I like to read in the morning. Sure, arriving home from a long day at work, throwing on some Dexter Gordon, pouring a couple of fingers of scotch, and curling up with a meaty novel is all fine and dandy, but there is something comforting about waking up, rolling over, grabbing a book and lazing around for an hour or so before the demands of the day guilt me into action. I’d say a good 80% of the books I’ve read were read in the comfort of my bed. This habit can be traced back to my childhood, when I would feign some vague illness, and spend the day laying around with my nose deep into Stephen King or Anne Rice, an occasional cough thrown out to perpetuate the deception.

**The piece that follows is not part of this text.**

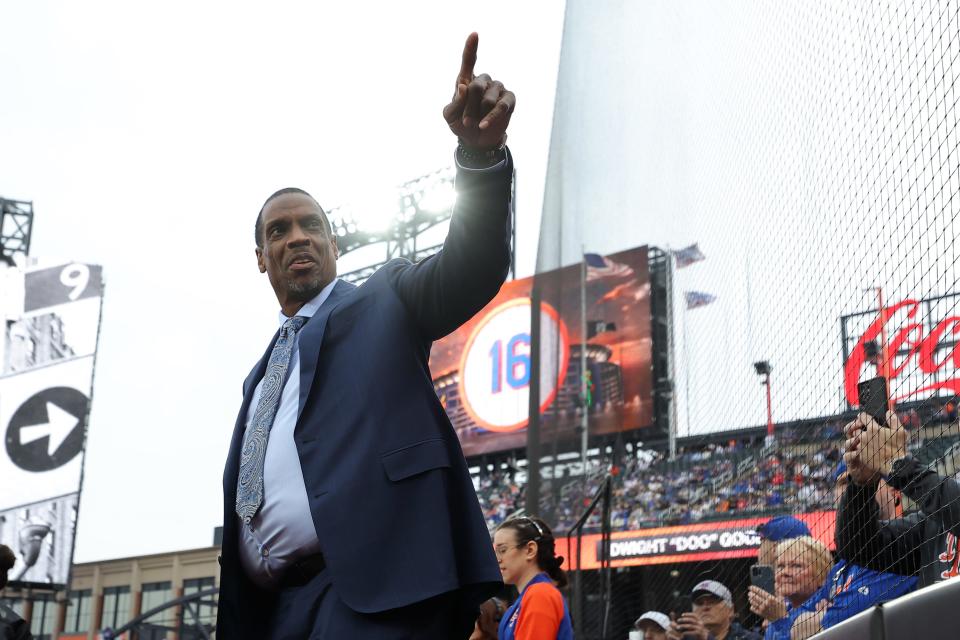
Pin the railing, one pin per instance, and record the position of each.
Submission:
(602, 498)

Full disclosure: This photo is staged (as if that wasn’t already clear with the mild fanning of the books just so). I usually don’t keep but one book there at a time, as the minimalist TV-tray bedside table forces me to keep the clutter low. Other than the books I’m currently reading, there’s a button of indeterminate origin which one day I hope to reunite with its shirt, closing the case on that garment-related mystery, and a Sony “Dream Machine” clock radio that’s been waking me up since 1996. But on to the books:
The Savage Detectives: Another mildly annoying rule I’m trying to unsuccessfully break is reading authors in chronological order. I received Roberto Bolaňo’s 2666 last year from a friend, so naturally I had to read his previous novel first. Begun on a trip to North Carolina about two months ago, I am currently on page 322. It has been a pretty exhilarating read so far, with bohemian Latin American poets, hilarious critiques of literary movements, and a jigsaw puzzle plot teased out in an oral history section that really makes you an active participant, putting together relationships and narrative threads. One of Bolaňo’s many talents is his creation of so many distinct voices, all vying to tell the tale(s) of the “visceral realists.” Highly recommended.
The French Quarter: An Informal History of the New Orleans Underground: Acquired on a trip to New Orleans, this book, by Gangs of New York scribe Herbert Asbury, was first published in 1936. One of the reasons this is a great bedside book is that all the chapters are self contained, so it’s a good pick up/put down read. And while it is obviously a bit dated, and somewhat prudish, it’s still a fascinating look into one of my favorite cities. Asbury chronicles the legends of pirates, whores, and voodoo queens with a dry wit and an easily readable style.
Chronicles of the Black Company: Glen Cook’s Black Company series has been reissued in these nice omnibus editions, with this volume containing the first three books. I first read a few of these as a teenager, but soon lost interest. Cook is not interested in the usual fantasy tropes of stable boys who are actually princes and women throwing magic weapons out of bodies of water. This is gritty fantasy realism at its finest. There’s a focus on military conflicts and moral ambiguity. There is hardly any world building to speak of, and most of the narrative is told through the eyes of one character. Cook’s clipped writing style and the journalistic structure of the story can be a little startling for those used to George “I’ll just describe this meal/dress/coat of arms for the next nine pages, shall I?” Martin, but for my money, these stories are just as good.